Tragedia di immediato e indiscusso successo, La figlia di Iorio è stata per lunghissimo tempo considerata l'unica opera teatrale di D'Annunzio veramente riuscita; ciò fu dovuto all'apparente semplicità e popolarità della storia che implica, a tratti, una rappresentazione quasi verista". Recentemente è stato scritto che «il risvolto "verista" della Figlia di lorio è una sofisticata macchina letteraria, un modo più obliquo, ma certo non meno significativo, di accostare le plaghe del mito [...]. Nei paesaggi-stati d'animo, negli oggetti-emblemi, nei personaggi che solidarizzano o si contrappongono come frammentì di un'unica individualità scissa in se stessa ed affiorante sulla scena in una pletora di sembianti diversi, circola quel che gli espressionisti definiranno Ich-Drama: un'opzione drammaturgica a fondamento allegorico in cui l'eredítà romantica, da Hoffman a Wagner, prende quota su un impianto dì sapore medievale» (Umberto Artioli). Ed è proprio questo fondamento allegorico che congiunge, con il filo dell'eterna immutabílità delle umane passioni e debolezze, la tragedia morale degli antichi a quella psicologica dei moderni.

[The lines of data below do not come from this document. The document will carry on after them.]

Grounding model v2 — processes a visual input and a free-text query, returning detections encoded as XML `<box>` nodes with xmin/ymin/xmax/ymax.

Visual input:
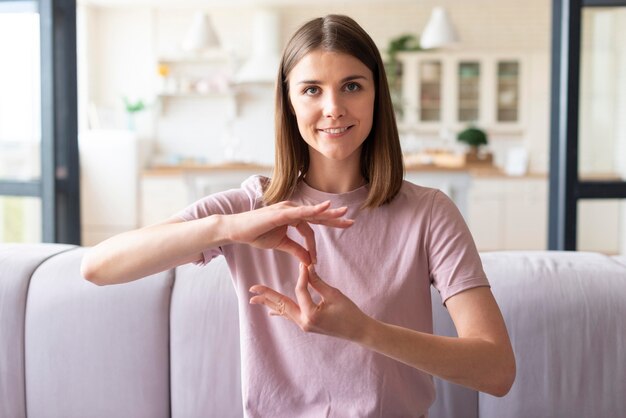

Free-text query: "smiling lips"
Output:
<box><xmin>320</xmin><ymin>126</ymin><xmax>352</xmax><ymax>135</ymax></box>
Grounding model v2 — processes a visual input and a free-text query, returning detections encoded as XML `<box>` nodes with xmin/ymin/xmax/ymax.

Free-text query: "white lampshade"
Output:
<box><xmin>182</xmin><ymin>13</ymin><xmax>220</xmax><ymax>52</ymax></box>
<box><xmin>235</xmin><ymin>9</ymin><xmax>280</xmax><ymax>83</ymax></box>
<box><xmin>420</xmin><ymin>7</ymin><xmax>459</xmax><ymax>49</ymax></box>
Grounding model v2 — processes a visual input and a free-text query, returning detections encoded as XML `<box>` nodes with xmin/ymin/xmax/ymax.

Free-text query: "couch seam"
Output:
<box><xmin>22</xmin><ymin>244</ymin><xmax>80</xmax><ymax>417</ymax></box>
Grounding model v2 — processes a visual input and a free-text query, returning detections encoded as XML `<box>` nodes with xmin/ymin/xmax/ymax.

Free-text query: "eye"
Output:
<box><xmin>345</xmin><ymin>82</ymin><xmax>361</xmax><ymax>92</ymax></box>
<box><xmin>302</xmin><ymin>87</ymin><xmax>320</xmax><ymax>96</ymax></box>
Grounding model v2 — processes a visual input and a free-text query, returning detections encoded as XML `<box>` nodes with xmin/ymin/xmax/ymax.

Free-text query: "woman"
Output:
<box><xmin>83</xmin><ymin>15</ymin><xmax>515</xmax><ymax>417</ymax></box>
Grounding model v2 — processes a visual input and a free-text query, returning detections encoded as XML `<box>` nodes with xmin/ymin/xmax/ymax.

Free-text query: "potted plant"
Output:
<box><xmin>456</xmin><ymin>126</ymin><xmax>493</xmax><ymax>164</ymax></box>
<box><xmin>385</xmin><ymin>34</ymin><xmax>421</xmax><ymax>115</ymax></box>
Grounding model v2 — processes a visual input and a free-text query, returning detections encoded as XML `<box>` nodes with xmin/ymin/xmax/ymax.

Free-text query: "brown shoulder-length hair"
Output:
<box><xmin>263</xmin><ymin>15</ymin><xmax>404</xmax><ymax>208</ymax></box>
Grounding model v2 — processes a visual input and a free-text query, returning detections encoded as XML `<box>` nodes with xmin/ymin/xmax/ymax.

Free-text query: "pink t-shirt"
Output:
<box><xmin>174</xmin><ymin>176</ymin><xmax>489</xmax><ymax>418</ymax></box>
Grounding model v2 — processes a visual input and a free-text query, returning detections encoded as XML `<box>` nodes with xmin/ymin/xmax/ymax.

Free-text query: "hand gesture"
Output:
<box><xmin>228</xmin><ymin>201</ymin><xmax>354</xmax><ymax>265</ymax></box>
<box><xmin>250</xmin><ymin>263</ymin><xmax>370</xmax><ymax>341</ymax></box>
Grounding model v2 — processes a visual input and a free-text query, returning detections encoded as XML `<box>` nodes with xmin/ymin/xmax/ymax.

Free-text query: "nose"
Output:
<box><xmin>324</xmin><ymin>92</ymin><xmax>346</xmax><ymax>119</ymax></box>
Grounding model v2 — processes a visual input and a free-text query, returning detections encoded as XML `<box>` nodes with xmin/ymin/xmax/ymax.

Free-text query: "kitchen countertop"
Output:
<box><xmin>142</xmin><ymin>162</ymin><xmax>548</xmax><ymax>179</ymax></box>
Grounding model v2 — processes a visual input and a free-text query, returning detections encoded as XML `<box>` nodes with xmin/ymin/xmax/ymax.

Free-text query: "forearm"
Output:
<box><xmin>358</xmin><ymin>318</ymin><xmax>515</xmax><ymax>396</ymax></box>
<box><xmin>81</xmin><ymin>215</ymin><xmax>228</xmax><ymax>285</ymax></box>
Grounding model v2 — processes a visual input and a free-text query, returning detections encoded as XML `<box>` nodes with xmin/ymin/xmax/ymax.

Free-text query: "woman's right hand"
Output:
<box><xmin>224</xmin><ymin>201</ymin><xmax>354</xmax><ymax>265</ymax></box>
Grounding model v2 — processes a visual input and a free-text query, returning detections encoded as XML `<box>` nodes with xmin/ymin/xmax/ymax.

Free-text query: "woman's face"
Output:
<box><xmin>288</xmin><ymin>50</ymin><xmax>376</xmax><ymax>161</ymax></box>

Particolare rilievo ha la traduzione francese di Georges Hérelle (La fille de Jorio), corredata da un Commentaire dettato dall'autore, in cui vengono citate molte fonti folcloriche e sono offerti ragguagli metrici e stilistici. Vivente il poeta furono fatte due riduzioni cinematografiche con la regia di Edoardo Bencivenga, una nel 1911 e l'altra nel 1916: quest'ultima con Irene Saffo (Mila di Codro), Mario Bonnard (Alígi), Giovanna Scotto (Vienda).